New outdoor attractions in the region are sprouting up too, most notably the Spearhead Trails project, an ambitious network of 500 miles of ATV and equestrian trails near Saint Paul. The 70-mile Mountain View trail there already is open, and completion of the rest of the trails is promised by next year. Near Pocahontas in Tazewell County, Spearhead will add 20 miles of ATV trails this year to augment the 30-mile Pocahontas trail already in operation.

Another significant development for tourism in the region includes the return of the Virginia Museum of Transportation’s Norfolk and Western Class J 611 steam engine to Roanoke. The engine, built in that city, has been undergoing a $3.5 million restoration in North Carolina, but it will return home under its own steam in April, says the museum’s executive director, Beverly T. Fitzpatrick Jr. The engine, pulling eight to 15 cars, then will make four weekend excursions a year on Norfolk Southern tracks, west toward Radford and east to Lynchburg at dates yet to be determined. Once in operation, Fitzpatrick says, the Class J 611 will offer the only steam engine excursion in the commonwealth.

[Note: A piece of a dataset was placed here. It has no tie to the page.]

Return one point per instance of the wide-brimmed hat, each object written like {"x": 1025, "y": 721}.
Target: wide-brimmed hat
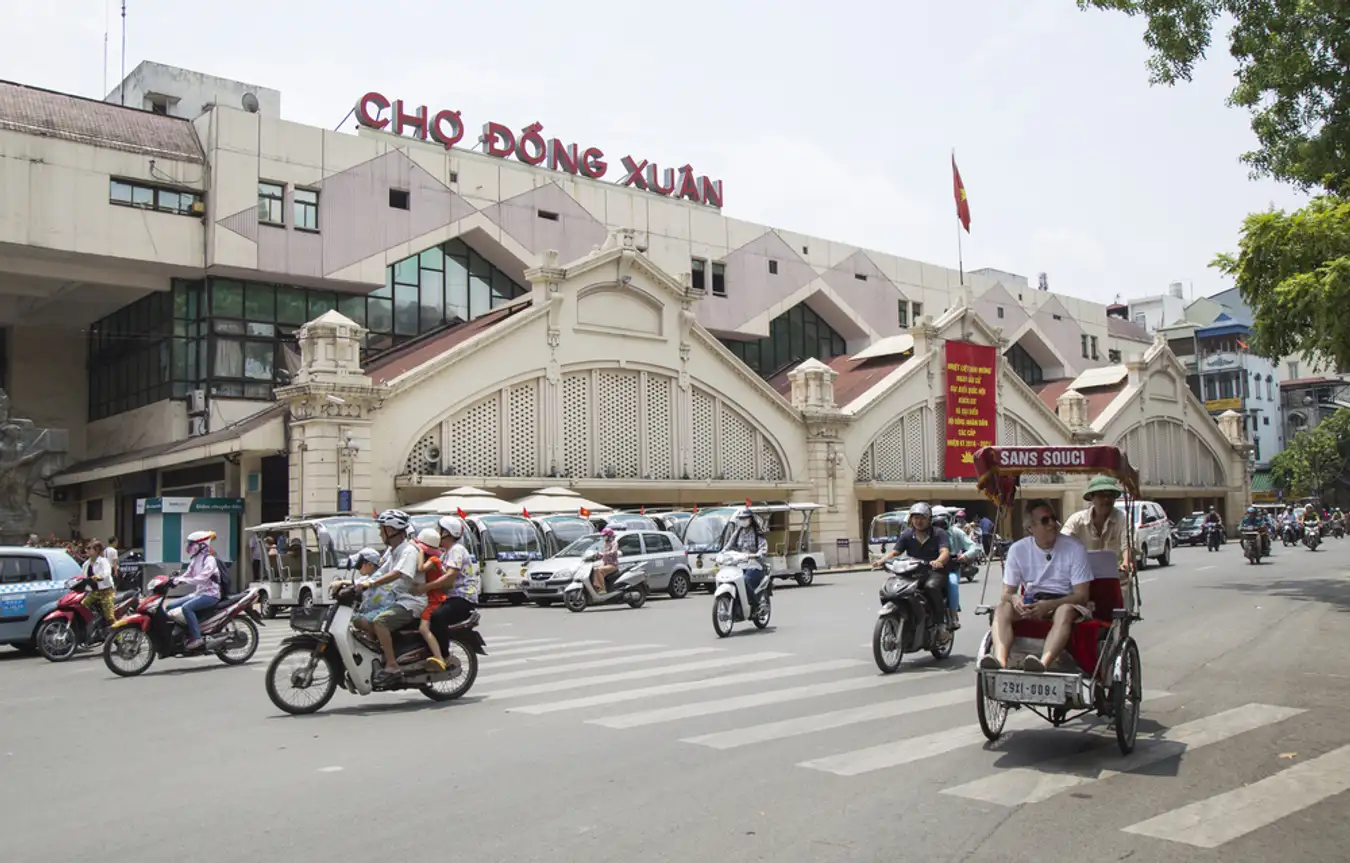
{"x": 1103, "y": 484}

“It’s an exciting time for the state,” says Eric Terry, president of the Virginia Hospitality and Travel Association, of the prospects for tourism in Virginia this year and into the foreseeable future. “We really have turned the corner.”

Winning combination

Virginia is hosting two major athletic events this year, both expected to give the state economy a substantial boost. The World Police and Fire Games will be held in Northern Virginia June 26-July 5, and the UCI Road World Championships will dominate downtown Richmond Sept. 19-27.

Barry Biggar, president and CEO of Visit Fairfax, anticipates that 12,000 active and retired first responders will participate in the police and fire games. They will compete in 61 different sports at venues scattered throughout NoVa, but primarily in Fairfax County. All the events — which range from shooting and soccer, to darts and Dragon boats, to ultimate firefighter and SWAT team competitions  — will be open to the public at no cost. Because many of the athletes will bring family and friends, about 30,000 people are expected. The games are budgeted at $20 million in public- and private-sector money and are forecast to generate $60 million to $80 million in revenue. 

Meanwhile in Richmond, Tim Miller, executive director of Richmond 2015, which is managing the UCI Road World Championships, calls the race “the superbowl of cycling.”  The 12 races, which will be held across nine days, are expected to attract 1,500 top-tier athletes and 400,000 spectators. The projected budget of $21 million potentially will produce an $86 million economic impact on the capital city and a $135 million impact statewide.

The start and finish line for many of the races will be at Fifth and Broad streets in downtown Richmond. Grandstands will line that area while fan zones with jumbo screens to follow the action will be sited around the courses. The plan is for lots of vendors, many based in the convention center, and live entertainment. Satellite parking and shuttles will supposedly keep the downtown from gridlock.
“This is going to be much more than a bike race,” Miller says.